Ici, disks serait une structure de données Ansible (probablement une liste de dictionnaires), où chaque dictionnaire contiendrait au moins une clé uuid pointant vers l'UUID du disque à traiter. C'est déjà pas mal, mais imaginez que la liste disks ne soit pas quelque chose que vous connaissez d'avance. Peut-être que vous devez scanner le système pour trouver quels disques doivent être redimensionnés, ou peut-être que cette information provient d'un autre processus. C'est là que le script shell devient notre meilleur ami. Au lieu de coder en dur la liste disks, on pourrait avoir un script shell qui, par exemple, liste tous les disques non montés, ou tous les disques qui dépassent une certaine taille et nécessitent une extension. La sortie de ce script pourrait alors être formatée d'une manière qu'Ansible peut comprendre, et pouf, on a notre liste dynamique !
Pour être plus concret, notre script shell pourrait chercher des disques qui ont une certaine caractéristique (par exemple, des disques secondaires ajoutés mais pas encore formatés ou redimensionnés) et ensuite retourner une liste d'UUID. Ansible, lui, utiliserait ensuite cette liste pour exécuter la tâche filesystem sur chacun d'eux. C'est ce qu'on appelle le déploiement dynamique et conditionnel, et c'est hyper utile pour gérer des parcs de serveurs où la configuration peut varier. On n'a plus besoin de savoir à l'avance tous les détails. On dit à Ansible : "Va chercher l'information nécessaire, et ensuite, fais ceci pour chaque élément trouvé." Cette approche rend vos playbooks incroyablement flexibles. Ils peuvent s'adapter à des environnements où les ressources changent fréquemment, comme dans le cloud ou dans des clusters conteneurisés. C'est un gain de temps et de robustesse phénoménal. Pensez à la maintenance : plus besoin de mettre à jour des listes statiques dans vos fichiers de variables. Le système s'auto-configure en quelque sorte. C'est l'automatisation à son apogée.
L'Intégration du Script Shell avec Ansible : Le "How-To"
Alors, comment on fait pour que la sortie de notre script shell devienne l'argument de notre boucle Ansible, les potos ? La méthode la plus courante et la plus propre consiste à utiliser le module command ou shell d'Ansible pour exécuter le script, puis à capturer sa sortie pour la stocker dans une variable. Ensuite, on utilise cette variable dans notre boucle. Regardons ça de plus près.
Étape 1 : Le Script Shell qui fait le boulot
D'abord, créons un script shell fictif (appelons-le get_disks_to_resize.sh) qui va nous retourner une liste d'UUIDs, un par ligne. Par exemple :
#!/bin/bash
# Supposons que ce script trouve les disques qui doivent être redimensionnés
# et retourne leurs UUIDs, un par ligne.
echo "UUID_DU_DISQUE_1"
echo "UUID_DU_DISQUE_2"
echo "UUID_DU_DISQUE_3"
Ce script est une simulation. Dans la vraie vie, il pourrait utiliser des commandes comme lsblk, blkid, fdisk -l, ou des outils spécifiques à votre cloud provider pour identifier les disques. L'important est qu'il produise une sortie simple et structurée. Pour qu'Ansible puisse facilement l'utiliser, une sortie par ligne est idéale.

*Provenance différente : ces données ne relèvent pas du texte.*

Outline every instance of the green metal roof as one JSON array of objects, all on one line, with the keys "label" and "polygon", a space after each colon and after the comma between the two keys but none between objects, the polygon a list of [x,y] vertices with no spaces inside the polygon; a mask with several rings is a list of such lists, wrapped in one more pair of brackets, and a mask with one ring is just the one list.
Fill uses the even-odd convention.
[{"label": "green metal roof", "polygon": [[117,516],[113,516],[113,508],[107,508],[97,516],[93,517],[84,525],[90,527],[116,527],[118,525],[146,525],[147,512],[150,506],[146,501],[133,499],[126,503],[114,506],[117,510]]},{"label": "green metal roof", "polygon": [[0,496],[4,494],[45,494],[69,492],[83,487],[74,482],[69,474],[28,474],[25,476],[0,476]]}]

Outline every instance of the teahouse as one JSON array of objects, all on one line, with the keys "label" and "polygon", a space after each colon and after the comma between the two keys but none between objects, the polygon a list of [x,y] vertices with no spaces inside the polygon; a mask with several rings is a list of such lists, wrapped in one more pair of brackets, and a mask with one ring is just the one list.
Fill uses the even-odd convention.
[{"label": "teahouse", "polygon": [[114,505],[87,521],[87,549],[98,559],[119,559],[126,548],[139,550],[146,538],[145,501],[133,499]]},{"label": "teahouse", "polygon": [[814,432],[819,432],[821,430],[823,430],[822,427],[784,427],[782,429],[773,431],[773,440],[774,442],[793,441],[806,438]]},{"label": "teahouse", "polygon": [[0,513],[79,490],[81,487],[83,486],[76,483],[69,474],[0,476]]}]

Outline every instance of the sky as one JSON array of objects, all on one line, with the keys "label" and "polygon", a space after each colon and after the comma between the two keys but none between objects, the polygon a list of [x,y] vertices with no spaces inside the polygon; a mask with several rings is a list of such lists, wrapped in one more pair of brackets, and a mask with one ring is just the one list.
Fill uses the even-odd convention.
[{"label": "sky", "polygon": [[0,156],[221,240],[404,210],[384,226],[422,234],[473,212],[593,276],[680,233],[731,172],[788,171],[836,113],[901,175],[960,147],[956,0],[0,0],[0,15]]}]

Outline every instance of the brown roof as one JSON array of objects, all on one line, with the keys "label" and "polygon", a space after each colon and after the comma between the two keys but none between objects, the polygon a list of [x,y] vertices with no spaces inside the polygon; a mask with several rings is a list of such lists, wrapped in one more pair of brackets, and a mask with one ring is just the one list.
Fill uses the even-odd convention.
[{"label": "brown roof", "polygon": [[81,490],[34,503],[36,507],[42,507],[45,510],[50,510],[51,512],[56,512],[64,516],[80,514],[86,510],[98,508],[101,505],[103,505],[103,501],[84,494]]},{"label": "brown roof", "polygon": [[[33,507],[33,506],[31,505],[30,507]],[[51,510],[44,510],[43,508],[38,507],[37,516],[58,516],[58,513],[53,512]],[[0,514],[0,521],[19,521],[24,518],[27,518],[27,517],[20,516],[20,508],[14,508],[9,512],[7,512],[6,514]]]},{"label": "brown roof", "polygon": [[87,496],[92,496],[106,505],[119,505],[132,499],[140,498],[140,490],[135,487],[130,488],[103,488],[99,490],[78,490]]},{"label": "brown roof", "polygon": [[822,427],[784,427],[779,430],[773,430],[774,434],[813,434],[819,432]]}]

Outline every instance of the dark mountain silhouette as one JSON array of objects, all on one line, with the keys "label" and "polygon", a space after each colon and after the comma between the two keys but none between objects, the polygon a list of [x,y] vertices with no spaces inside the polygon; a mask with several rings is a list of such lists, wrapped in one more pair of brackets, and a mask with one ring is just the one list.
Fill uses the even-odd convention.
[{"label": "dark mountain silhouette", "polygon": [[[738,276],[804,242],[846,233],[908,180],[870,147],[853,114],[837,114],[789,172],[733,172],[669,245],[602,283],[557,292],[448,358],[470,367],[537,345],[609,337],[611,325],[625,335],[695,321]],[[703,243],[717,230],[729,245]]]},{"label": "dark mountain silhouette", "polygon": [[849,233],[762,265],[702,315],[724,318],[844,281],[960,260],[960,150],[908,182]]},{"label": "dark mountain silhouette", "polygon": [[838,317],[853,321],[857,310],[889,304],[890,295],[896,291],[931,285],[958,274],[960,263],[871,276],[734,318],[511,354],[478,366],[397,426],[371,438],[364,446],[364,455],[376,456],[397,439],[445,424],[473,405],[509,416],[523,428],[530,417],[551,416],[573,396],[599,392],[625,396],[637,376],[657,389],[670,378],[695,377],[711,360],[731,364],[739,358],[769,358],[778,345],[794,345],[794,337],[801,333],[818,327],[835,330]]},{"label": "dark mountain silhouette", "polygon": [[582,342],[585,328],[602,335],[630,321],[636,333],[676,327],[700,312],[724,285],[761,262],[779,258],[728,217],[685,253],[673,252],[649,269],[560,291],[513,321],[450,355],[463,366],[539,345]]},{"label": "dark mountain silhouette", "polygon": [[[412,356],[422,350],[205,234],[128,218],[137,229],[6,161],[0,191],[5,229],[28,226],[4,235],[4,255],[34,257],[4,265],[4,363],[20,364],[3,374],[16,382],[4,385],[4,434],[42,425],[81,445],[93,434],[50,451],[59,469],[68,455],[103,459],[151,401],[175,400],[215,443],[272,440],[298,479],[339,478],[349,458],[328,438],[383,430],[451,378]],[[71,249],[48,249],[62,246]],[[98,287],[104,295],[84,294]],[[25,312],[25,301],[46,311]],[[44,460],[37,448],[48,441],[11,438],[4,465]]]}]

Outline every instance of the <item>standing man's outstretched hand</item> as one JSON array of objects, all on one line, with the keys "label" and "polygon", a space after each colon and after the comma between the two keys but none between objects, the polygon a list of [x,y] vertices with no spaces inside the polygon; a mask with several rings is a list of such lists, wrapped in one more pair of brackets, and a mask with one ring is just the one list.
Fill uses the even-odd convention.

Étape 2 : Exécuter le Script et Capturer la Sortie dans Ansible
Maintenant, dans votre playbook Ansible, vous allez utiliser le module command (ou shell si votre script utilise des pipes ou des redirections complexes) pour exécuter ce script et stocker son résultat dans une variable. Il est crucial de bien gérer la sortie. Souvent, la sortie brute contient des sauts de ligne indésirables ou des espaces. On va vouloir nettoyer ça.
- name: Exécuter le script pour obtenir les UUIDs des disques
ansible.builtin.command: "/path/to/your/get_disks_to_resize.sh"
register: disk_uuids_output
changed_when: false # On ne veut pas que cette tâche soit marquée comme 'changed' si le script réussit
- name: Préparer la liste des UUIDs pour la boucle
ansible.builtin.set_fact:
disks_to_resize: "{{ disk_uuids_output.stdout_lines }}"
Dans cet extrait, on exécute notre script. Le résultat brut (la sortie standard) est stocké dans disk_uuids_output. register: disk_uuids_output fait exactement cela. Ensuite, on utilise stdout_lines. C'est une variable spéciale enregistrée par Ansible qui contient la sortie standard du script, divisée en une liste de chaînes, où chaque chaîne est une ligne de la sortie originale. C'est parfait pour notre boucle ! changed_when: false est une bonne pratique ici car l'exécution d'un script qui ne modifie pas le système ne devrait pas être signalée comme un changement par Ansible.
La tâche set_fact est ensuite utilisée pour créer une nouvelle variable, disks_to_resize, qui contiendra directement la liste des UUIDs nettoyée et prête à l'emploi. C'est une étape clé pour s'assurer que les données sont dans le bon format avant de les passer à la boucle. On pourrait aussi faire un peu plus de nettoyage si nécessaire, par exemple en retirant d'éventuels caractères de retour chariot ou en s'assurant que chaque ligne est bien un UUID valide, mais stdout_lines est souvent suffisant pour commencer.
Étape 3 : Utiliser la Nouvelle Variable dans la Boucle
Maintenant que nous avons notre liste disks_to_resize, on peut l'utiliser dans notre boucle. On va adapter la tâche initiale. Si disks_to_resize est une liste d'UUIDs simples (chaînes de caractères), notre boucle devra être légèrement modifiée pour s'attendre à cela.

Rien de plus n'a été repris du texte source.